Tous nos radars ont été améliorés. On devait les laquer pour qu’ils ne rouillent pas. Chaque pièce devait être laquée parce que dans les tropiques, elles rouillaient. Quand on a terminé ça, c’est là qu’ils sont venus, ils cherchaient des gens pour entrer dans les services secrets. J’étais en congé, je n’étais pas là à l’époque, mais le Capitaine Schnell, qui nous connaissait très bien, il leur a dit (ils en voulaient douze), il a dit : « Je vous donne un homme, Arntsen, et vous choisissez les onze autres ». C’est comme ça que je suis entré dans les services secrets.

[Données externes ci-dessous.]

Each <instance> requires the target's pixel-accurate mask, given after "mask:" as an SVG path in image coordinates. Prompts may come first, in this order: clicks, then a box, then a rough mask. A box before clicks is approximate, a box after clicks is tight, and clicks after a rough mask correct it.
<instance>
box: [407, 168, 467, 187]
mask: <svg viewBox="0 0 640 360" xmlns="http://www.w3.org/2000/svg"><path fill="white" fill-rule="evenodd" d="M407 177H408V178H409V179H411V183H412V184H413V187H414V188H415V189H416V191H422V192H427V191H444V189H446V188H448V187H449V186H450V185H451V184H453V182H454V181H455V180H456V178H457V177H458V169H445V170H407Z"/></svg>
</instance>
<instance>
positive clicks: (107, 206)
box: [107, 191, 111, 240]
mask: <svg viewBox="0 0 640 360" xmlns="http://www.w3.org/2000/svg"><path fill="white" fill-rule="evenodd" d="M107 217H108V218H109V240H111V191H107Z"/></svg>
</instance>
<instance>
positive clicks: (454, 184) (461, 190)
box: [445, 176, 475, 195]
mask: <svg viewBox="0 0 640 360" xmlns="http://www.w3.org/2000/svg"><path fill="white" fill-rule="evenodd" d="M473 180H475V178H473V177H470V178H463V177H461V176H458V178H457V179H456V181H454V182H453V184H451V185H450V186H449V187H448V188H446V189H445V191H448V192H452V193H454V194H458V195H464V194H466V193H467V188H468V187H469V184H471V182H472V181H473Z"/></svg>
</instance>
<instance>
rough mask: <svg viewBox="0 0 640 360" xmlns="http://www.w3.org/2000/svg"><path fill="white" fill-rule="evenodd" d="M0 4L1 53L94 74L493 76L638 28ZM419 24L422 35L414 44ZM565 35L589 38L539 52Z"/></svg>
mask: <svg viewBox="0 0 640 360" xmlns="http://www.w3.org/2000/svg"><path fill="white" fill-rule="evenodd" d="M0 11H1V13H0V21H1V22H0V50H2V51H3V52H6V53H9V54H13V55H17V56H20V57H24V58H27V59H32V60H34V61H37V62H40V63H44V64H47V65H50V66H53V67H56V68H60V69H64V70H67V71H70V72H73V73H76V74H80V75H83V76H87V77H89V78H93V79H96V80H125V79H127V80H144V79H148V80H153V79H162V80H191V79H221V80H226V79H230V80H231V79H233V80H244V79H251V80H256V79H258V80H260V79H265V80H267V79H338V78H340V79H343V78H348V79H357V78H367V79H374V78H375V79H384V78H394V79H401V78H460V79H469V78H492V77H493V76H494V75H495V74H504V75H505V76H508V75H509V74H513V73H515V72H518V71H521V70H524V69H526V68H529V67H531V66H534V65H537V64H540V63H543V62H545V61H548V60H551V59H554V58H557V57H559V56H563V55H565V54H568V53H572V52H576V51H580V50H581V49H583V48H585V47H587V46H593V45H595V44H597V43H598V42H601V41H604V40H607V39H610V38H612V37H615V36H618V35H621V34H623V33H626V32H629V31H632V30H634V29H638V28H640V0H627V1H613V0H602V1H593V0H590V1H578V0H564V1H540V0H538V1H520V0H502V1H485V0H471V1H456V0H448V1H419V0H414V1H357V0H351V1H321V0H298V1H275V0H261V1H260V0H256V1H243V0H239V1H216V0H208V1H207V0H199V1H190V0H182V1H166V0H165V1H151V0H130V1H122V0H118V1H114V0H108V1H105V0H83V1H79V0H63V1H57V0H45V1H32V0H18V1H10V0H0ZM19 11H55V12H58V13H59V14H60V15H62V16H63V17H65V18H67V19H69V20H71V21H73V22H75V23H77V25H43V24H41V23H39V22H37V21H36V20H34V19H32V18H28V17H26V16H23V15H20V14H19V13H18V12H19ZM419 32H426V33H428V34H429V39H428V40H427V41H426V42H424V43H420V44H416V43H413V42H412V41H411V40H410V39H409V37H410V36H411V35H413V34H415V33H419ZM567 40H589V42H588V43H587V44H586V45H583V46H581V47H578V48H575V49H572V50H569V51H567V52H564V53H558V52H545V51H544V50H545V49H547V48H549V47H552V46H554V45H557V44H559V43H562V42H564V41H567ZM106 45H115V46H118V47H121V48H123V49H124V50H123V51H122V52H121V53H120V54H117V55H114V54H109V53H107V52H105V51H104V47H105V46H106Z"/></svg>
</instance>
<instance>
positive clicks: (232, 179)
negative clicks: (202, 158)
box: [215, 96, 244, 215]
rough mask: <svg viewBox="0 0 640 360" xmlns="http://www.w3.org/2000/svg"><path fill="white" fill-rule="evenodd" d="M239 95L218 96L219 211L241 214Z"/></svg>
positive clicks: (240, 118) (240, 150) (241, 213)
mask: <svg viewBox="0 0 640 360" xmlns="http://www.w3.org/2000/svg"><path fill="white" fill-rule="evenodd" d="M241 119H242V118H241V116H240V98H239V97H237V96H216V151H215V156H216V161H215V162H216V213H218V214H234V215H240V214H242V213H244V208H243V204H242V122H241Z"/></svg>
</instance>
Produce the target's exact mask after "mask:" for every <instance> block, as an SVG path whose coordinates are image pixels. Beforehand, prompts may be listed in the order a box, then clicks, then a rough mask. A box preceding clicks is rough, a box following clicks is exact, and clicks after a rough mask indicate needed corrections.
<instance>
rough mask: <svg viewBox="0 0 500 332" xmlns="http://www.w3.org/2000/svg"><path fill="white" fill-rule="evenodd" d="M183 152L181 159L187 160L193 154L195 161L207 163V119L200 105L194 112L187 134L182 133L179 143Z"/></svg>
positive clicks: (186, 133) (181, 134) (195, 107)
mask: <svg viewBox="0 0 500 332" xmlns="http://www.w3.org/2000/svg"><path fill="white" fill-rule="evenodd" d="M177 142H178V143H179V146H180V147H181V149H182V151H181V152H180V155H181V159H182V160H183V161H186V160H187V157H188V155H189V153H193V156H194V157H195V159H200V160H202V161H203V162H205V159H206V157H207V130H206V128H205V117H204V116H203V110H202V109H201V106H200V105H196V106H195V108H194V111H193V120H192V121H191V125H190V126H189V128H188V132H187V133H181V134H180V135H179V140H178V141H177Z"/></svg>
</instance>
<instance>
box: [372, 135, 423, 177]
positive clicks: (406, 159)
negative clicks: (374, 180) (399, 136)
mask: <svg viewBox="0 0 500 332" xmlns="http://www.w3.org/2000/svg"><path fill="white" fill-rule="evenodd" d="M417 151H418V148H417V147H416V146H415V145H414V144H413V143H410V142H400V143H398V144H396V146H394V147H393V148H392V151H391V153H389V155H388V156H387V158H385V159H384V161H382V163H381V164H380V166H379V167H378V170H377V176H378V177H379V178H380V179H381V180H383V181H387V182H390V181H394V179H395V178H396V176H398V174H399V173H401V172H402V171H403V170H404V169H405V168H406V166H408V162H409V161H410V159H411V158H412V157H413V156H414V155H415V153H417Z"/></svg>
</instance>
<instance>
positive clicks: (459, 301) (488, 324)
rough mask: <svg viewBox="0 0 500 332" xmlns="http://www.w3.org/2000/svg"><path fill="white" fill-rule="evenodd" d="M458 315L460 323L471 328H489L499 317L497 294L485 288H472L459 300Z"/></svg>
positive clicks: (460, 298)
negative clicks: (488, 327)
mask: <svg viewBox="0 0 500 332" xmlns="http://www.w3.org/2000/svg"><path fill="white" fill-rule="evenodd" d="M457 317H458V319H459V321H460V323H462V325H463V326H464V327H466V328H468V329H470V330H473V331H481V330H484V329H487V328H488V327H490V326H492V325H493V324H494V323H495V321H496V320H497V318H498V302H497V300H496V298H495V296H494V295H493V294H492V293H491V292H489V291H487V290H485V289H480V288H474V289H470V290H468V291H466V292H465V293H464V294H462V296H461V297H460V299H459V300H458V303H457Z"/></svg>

On est arrivé dans l’île Melville [Australie] puis, juste avant le repas du soir, je suis allé dîner, deux d’entre nous sommes allés dîner, j’étais l’un d’eux, les autres gars travaillaient. J’ai eu mon dîner. Quand on est revenus, on a découvert qu’on avait déjà capté un message de Timor, à ce moment-là, c’était la position la plus au sud des Japonais. Ça nous disait, ça envoyait des messages à Tokyo, nous disant combien d’entre nous avaient atterris. Et c’était le nombre exact. Ils disaient juste. Alors ils nous ont dit : « Laissez-nous tranquille, découvrez ce qu’ils font et faites-nous un rapport plus tard ». Quelques jours plus tard, on a capté un rapport qui disait qu’ils ne parvenaient pas à déchiffrer notre code et qu’ils ne connaissaient pas nos intentions. C’est là qu’ils leur ont donné l’ordre de nous bombarder. Par conséquent, on a contacté le continent et ils nous ont envoyé un avion, un bombardier et je pense que c’était, si je me souviens bien, trois chasseurs, peut-être qu’il n’y en avait que deux. Mais le bombardier y était et il volait bas pour éviter la zone des radars. Mais ils avaient peur, il y avait un peu de vent contraire qui aurait pu les retarder et ils devaient être à l’heure presque à la minute près. C’est comme ça qu’ils sont entrés. Et ils sont arrivés juste à temps. Ils avaient leurs avions sur la piste. Ils n’avaient qu’à larguer leurs bombes au bout de la piste pour qu’ils ne puissent pas décoller et ensuite ils ont fini le boulot.